Agenda hari ini adalah mendaki Gunung Lembu, salah satu gunung yang paling populer di Purwakarta. Adapun keistimewaan dari gunung ini adalah pemandangan Waduk Jatiluhur dari puncak. Tingginya hanya sekitar 780 mdpl, tak sampai seperempat dari Gunung Sindoro atau Gunung Gede-Pangrango yang pernah saya daki. Tapi jangan diremehkan, jalurnya cukup menguras tenaga dan memacu keringat, terutama jalur barunya.
Tapi sebelum mendaki gunung, saya menyempatkan sarapan dulu di Soto Sadang, salah satu restoran soto yang paling terkenal di Purwakarta. Tulisan saya khusus untuk makanan khas Purwakarta bisa dibaca di sini.
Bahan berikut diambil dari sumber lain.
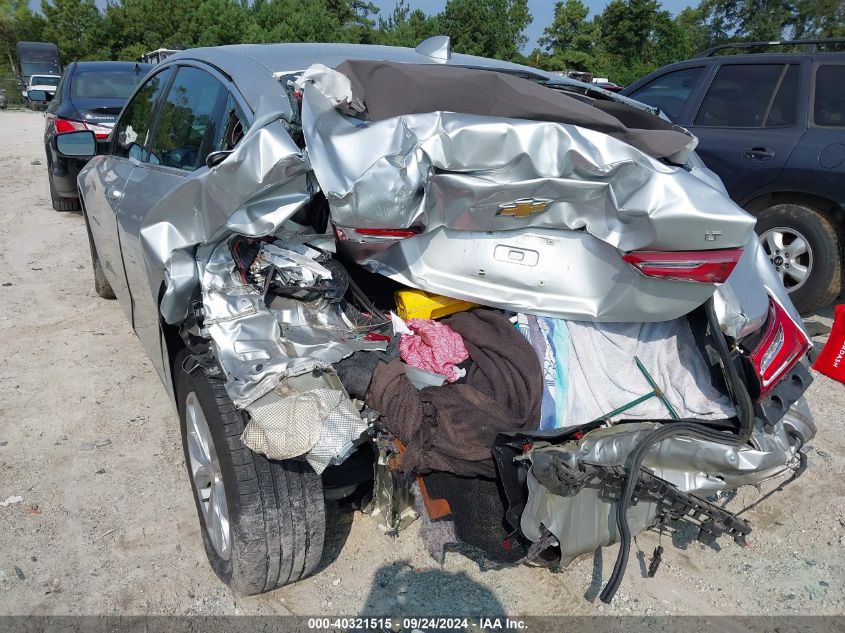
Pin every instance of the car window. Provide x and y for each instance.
(234, 126)
(134, 125)
(57, 98)
(829, 101)
(782, 111)
(744, 95)
(669, 92)
(105, 84)
(190, 121)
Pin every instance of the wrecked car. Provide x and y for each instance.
(510, 305)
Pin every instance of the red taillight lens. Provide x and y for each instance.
(782, 346)
(67, 125)
(346, 233)
(703, 266)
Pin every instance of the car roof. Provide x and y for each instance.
(254, 66)
(111, 65)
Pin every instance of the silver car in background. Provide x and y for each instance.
(256, 208)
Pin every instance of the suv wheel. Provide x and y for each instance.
(803, 246)
(59, 203)
(262, 521)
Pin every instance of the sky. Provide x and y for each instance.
(542, 10)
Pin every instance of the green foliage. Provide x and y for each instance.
(628, 39)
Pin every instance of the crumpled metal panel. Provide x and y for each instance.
(449, 174)
(256, 345)
(258, 188)
(587, 519)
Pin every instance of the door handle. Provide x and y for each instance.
(759, 153)
(113, 193)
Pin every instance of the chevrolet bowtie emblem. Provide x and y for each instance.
(523, 207)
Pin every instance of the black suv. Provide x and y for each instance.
(772, 126)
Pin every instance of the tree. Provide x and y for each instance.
(73, 25)
(404, 27)
(570, 38)
(492, 28)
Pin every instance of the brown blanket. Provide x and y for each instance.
(452, 428)
(390, 89)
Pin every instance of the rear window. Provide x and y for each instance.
(829, 102)
(105, 84)
(751, 95)
(40, 80)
Dan tibalah saya di pos pendakian setelah 90 menit perjalanan dari Purwakarta Kota. Sekadar tips, hati-hati dalam perjalanan ke sini karena jalurnya masih rusak. Biaya pendaftarannya Rp10ribu per orang bila tidak menginap, dan kalau tidak salah Rp20ribu bila ingin berkemah. Setelah membayar retribusi, pendakian segera dimulai. Ada dua jalur untuk pendakian Gunung Lembu, jalur pertama adalah jalur lama, yang rutenya lebih landai dan cocok untuk pendaki santai ceria. Bila melewati jalur pertama, kita akan sampai di puncak terlebih dahulu baru tiba di Batu Lembu (spot terbaik Gunung Lembu). Jalur kedua, yakni jalur baru yang mulai dibuka pada tahun 2018. Jalurnya melewati Batu Anjing, dan berbeda dengan jalur lama yang lebih santai, pada jalur kedua ini stamina kita benar-benar ditantang! Jalur curam nyaris terus-menerus dilewati dari awal pendakian hingga menuju Batu Lembu. Apalagi semalam Purwakarta baru saja diguyur hujan deras, jalurnya menjadi semakin licin! Namun semuanya terbalas setelah berada di atas.
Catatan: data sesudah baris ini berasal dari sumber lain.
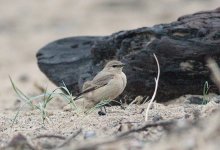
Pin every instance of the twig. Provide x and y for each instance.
(155, 90)
(68, 140)
(212, 65)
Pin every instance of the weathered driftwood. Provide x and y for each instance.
(181, 47)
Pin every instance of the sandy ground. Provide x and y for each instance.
(26, 26)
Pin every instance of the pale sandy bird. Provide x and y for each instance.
(106, 85)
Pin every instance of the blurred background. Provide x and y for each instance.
(28, 25)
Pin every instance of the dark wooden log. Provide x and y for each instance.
(181, 47)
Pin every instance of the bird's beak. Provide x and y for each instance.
(121, 65)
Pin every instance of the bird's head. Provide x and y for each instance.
(114, 66)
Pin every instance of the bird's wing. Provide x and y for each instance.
(99, 81)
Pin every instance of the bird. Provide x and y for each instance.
(108, 84)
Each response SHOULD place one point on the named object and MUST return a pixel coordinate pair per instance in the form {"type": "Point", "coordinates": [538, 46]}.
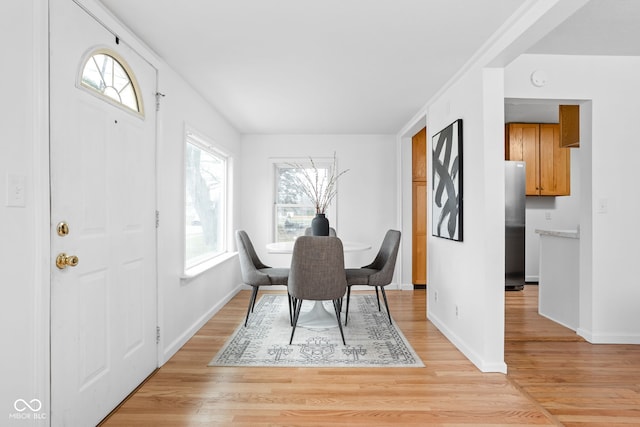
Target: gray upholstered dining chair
{"type": "Point", "coordinates": [317, 273]}
{"type": "Point", "coordinates": [255, 273]}
{"type": "Point", "coordinates": [309, 232]}
{"type": "Point", "coordinates": [377, 274]}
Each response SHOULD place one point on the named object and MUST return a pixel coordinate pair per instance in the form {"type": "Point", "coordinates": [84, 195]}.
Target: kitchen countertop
{"type": "Point", "coordinates": [571, 234]}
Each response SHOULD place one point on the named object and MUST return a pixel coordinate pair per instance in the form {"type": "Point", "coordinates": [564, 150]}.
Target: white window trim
{"type": "Point", "coordinates": [191, 135]}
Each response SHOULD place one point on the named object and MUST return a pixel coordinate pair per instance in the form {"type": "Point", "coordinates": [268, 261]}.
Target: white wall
{"type": "Point", "coordinates": [609, 295]}
{"type": "Point", "coordinates": [24, 287]}
{"type": "Point", "coordinates": [367, 196]}
{"type": "Point", "coordinates": [468, 276]}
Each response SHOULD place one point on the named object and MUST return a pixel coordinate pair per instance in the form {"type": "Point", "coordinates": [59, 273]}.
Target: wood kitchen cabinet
{"type": "Point", "coordinates": [548, 164]}
{"type": "Point", "coordinates": [419, 185]}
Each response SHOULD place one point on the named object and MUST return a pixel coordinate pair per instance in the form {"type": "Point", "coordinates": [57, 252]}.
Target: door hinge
{"type": "Point", "coordinates": [159, 95]}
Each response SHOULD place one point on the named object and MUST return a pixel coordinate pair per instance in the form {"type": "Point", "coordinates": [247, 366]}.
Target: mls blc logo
{"type": "Point", "coordinates": [27, 410]}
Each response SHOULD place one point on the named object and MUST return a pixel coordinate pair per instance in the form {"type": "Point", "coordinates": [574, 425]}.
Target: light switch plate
{"type": "Point", "coordinates": [15, 190]}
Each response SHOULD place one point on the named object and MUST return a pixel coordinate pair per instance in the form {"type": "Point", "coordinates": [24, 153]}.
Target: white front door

Lebih detil cerita mengenai pendakian Gunung Lembu dapat dibaca di sini.
Menonton Singing Fountain di Situ Buleud (Taman Air Mancur Sri Baduga)
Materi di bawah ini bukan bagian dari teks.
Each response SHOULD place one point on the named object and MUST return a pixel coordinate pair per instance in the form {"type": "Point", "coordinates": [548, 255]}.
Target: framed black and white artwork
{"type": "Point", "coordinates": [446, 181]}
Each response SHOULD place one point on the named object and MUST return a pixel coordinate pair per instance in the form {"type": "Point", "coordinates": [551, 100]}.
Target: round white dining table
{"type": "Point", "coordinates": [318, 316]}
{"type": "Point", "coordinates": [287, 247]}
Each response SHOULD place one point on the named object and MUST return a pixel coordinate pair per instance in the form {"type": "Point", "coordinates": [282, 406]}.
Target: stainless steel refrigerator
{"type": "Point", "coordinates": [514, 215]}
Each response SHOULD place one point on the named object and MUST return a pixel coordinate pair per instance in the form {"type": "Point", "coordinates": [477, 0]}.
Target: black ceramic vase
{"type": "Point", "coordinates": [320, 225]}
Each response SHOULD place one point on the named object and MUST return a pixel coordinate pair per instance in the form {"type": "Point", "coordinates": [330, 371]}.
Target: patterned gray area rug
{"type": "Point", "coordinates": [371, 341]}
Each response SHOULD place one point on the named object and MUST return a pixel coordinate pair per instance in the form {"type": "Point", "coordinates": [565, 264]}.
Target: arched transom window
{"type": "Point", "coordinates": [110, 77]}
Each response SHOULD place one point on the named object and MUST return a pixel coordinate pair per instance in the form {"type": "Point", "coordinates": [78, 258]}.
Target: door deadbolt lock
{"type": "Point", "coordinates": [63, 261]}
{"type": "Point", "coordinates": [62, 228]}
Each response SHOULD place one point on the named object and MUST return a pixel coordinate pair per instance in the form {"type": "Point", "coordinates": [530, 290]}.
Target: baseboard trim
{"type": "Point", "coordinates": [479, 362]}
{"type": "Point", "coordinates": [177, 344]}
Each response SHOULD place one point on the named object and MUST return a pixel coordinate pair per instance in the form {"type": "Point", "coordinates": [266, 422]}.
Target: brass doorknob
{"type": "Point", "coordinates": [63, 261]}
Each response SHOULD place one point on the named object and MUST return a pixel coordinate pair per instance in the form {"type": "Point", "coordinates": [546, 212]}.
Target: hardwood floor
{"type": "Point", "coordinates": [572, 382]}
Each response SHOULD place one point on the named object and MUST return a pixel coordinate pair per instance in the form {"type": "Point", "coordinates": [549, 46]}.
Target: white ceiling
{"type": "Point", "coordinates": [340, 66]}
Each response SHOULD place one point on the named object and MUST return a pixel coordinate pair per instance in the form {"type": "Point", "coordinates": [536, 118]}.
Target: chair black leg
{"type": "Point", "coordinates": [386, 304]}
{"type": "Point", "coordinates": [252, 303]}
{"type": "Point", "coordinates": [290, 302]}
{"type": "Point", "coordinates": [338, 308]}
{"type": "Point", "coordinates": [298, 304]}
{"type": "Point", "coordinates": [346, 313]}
Sorenya saya sudah kembali lagi di penginapan. Segera saya mandi, berganti pakaian, dan mencari makan malam. Agenda untuk malam terakhir di Purwakarta adalah menonton pertunjukan air di Taman Air Sri Baduga. Dulunya tempat ini bernama Situ Buleud, karena berupa waduk kecil (situ) yang berbentuk bulat (buleud). Menurut warga sekitar, dulu Situ Buleud adalah tempat yang kotor dan tidak terawat, bahkan tidak dilirik sedikitpun sebagai tempat wisata. Pada masa pemerintahan Bupati Dedi Mulyadi, kawasan Situ Buleud dirombak total menjadi sebuah tempat yang lebih atraktif: Taman Air Mancur Sri Baduga. Diresmikan pada tahun 2017, di tempat ini kita bisa menonton pertunjukan air mancur yang berwarna-warni dan bergerak mengikuti irama musik layaknya sedang menari. Pertunjukan ini diadakan setiap malam Minggu sebanyak 3 kali, dan kerennya, taman air mancur ini merupakan taman dengan singing fountain terbesar se-Asia Tenggara dengan kapasitas 12ribu orang! Lebih kerennya lagi, masuknya gratis! Orang Purwakarta wajib bangga!
Saya tiba pada pukul 20.30 untuk pertunjukkan pukul 21.30. Meskipun show belum dimulai, antrian di gerbang sudah membludak. Para pedagang juga mulai menawarkan camilan seperti tahu goreng, bakcang, kacang rebus, dan sebagainya. Pukul 21.00, gerbang dibuka.
Dan pada pukul 21.30, pertunjukan dimulai.
Benar-benar keren!
Hari Ketiga: Wisata Museum
Alun-Alun Purwakarta
Minggu pagi di alun-alun Purwakarta sangat ramai, ada anak-anak yang bermain sepakbola, ibu-ibu yang sedang senam, beberapa pemuda berjalan santai, dan para pedagang menjajakan makanan untuk sarapan. Alun-alunnya besar sekali dan tertata rapi! Patut diapresiasi!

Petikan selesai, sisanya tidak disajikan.